Vivre et laisser mourir par Alligator
Nov 2009:
Cette première apparition de Moore dans la geste bondienne se révèle un brin timide. Pourtant Guy Hamilton, lui, récidive, connait d'ores et déjà les tenants et les aboutissants de la franchise. Comme quoi, ce qui fait Bond avant tout, c'est le comédien qui l'incarne. Encore très jeune mais déjà pas si svelte (ahhh, heureux temps où les héros musclés avaient encore le droit d'afficher des pectoraux normaux), Moore entre dans la série auréolé de ses succès télévisés -"Le saint" en tête- et par conséquent son adaptation va finalement être réussie mais force est de constater que son empreinte toute personnelle si elle ne tarde pas à laisser quelques traces ici n'en demeure pas moins encore peu aboutie, ni véritablement marquante.

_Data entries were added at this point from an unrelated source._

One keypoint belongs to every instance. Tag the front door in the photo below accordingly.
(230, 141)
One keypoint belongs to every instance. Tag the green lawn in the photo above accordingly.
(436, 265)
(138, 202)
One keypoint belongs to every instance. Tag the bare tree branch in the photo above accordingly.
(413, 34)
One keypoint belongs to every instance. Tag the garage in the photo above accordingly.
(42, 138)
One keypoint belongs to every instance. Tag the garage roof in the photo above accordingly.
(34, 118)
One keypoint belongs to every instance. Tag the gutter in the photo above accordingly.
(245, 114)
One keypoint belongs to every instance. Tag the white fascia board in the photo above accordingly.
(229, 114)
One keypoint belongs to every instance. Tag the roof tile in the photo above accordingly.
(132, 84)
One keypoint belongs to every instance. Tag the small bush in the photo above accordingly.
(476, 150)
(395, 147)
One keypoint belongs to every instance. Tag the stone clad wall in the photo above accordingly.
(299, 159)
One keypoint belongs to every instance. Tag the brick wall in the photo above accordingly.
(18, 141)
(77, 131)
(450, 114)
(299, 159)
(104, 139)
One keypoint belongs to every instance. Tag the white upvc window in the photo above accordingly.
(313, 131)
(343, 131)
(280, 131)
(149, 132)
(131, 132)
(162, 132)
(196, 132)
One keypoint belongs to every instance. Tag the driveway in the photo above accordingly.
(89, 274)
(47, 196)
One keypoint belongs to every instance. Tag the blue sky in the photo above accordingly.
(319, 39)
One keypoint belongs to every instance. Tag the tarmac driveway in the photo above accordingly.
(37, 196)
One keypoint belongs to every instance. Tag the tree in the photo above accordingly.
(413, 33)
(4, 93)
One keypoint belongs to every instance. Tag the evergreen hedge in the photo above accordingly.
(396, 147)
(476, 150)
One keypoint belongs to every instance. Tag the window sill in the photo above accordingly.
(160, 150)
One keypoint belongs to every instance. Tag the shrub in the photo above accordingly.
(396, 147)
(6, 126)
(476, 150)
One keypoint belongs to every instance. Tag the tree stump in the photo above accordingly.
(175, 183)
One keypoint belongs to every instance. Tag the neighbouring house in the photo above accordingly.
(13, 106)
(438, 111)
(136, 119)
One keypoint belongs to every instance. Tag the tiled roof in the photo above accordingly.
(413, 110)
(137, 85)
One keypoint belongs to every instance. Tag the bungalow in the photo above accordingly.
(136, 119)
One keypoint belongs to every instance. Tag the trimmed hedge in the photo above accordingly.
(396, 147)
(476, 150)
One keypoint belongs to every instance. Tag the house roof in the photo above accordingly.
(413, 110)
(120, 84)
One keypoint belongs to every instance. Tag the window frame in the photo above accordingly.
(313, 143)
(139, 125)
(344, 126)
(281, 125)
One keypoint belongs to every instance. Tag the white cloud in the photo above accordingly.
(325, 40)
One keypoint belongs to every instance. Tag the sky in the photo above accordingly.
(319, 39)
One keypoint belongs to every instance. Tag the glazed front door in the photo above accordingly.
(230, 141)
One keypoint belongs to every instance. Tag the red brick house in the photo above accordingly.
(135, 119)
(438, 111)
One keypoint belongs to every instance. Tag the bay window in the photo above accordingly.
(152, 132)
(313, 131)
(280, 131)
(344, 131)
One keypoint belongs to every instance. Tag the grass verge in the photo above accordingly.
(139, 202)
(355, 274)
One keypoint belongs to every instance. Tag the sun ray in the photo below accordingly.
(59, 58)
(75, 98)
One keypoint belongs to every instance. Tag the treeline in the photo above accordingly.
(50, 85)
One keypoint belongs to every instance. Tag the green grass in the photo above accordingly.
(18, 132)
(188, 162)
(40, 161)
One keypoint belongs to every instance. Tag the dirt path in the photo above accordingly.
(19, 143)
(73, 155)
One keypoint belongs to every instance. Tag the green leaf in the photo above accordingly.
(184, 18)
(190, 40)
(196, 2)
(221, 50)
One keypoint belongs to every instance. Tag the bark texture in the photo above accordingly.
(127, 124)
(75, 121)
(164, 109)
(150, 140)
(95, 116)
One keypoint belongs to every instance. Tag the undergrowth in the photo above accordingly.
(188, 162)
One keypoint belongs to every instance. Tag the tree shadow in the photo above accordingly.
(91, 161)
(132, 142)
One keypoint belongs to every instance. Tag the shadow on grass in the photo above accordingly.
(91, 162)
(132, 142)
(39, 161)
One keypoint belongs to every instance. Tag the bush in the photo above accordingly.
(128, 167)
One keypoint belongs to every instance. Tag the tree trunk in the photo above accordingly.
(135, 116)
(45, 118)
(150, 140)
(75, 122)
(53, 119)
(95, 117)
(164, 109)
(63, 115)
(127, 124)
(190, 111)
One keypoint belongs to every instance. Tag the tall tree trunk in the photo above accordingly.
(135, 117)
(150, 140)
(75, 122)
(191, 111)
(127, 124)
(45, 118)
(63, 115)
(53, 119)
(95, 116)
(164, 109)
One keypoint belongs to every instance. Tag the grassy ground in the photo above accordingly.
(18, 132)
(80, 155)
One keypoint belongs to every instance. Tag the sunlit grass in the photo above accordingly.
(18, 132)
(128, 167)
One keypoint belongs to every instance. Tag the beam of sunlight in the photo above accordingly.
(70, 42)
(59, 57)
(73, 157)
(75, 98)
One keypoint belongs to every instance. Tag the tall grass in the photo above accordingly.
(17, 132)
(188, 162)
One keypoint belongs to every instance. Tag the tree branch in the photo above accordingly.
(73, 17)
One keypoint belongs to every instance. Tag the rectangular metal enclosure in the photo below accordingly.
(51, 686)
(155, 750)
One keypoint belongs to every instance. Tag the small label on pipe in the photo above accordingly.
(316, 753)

Effectivement, l'humour y est beaucoup plus présent qu'avec Connery et Lazenby mais Moore n'accompagne pas encore totalement cet humour. Plus tard, il serra souvent tout sourire, narquois, ironique. Dans cet épisode, il est encore trés grave, tire la tronche à bien des occasions, ce qui va se dissiper progressivement dans les films suivants.
Mais sans aucun doute ce qui limite encore plus les débordements d'enthousiasme, c'est la manque de punch du scénario et le malhabile mélange des genres.
Beaucoup de scènes trainent en longueur. Le montage trop descriptif ralentit considérablement l'action. Le film prend un peu de vitesse, forcément, lors de la poursuite dans le bayou, magnifiquement filmée. Les paysages accompagnent avec bonheur les protagonistes. Malheureusement le chassé-croisé entre les hors-bords et le débonnaire et chiqueux shérif (joué par Clifton James) tourne à la farce un peu fatigante.
Entre le film fantastique, évoquant voyance et vaudou, le film d'espionnage traditionnel, le film de blaxploitation au slang propret et la comédie sudiste à la Cannonball, James Bond parait nager dans ces marais cadiens avec quelques difficultés. On a peine à retrouver l'essence de la série, sa mythologie quand Q n'est pas là. La tentative de renouveller la série en l'accommodant du style flegmatique et pince-sans-rire de Roger Moore n'est pas encore tout à fait au point.
Beaucoup applaudissent à la prestation de Yaphet Kotto. Certes, le comédien joue correctement mais le pauvre a hérité d'un personnage un brin misérable, qui manque de la démesure et la folie de ses devanciers. Il ne s'agit au fond que d'un trafiquant de drogue, superstitieux, qui rate imbécilement maintes occasions de se débarrasser de James Bond.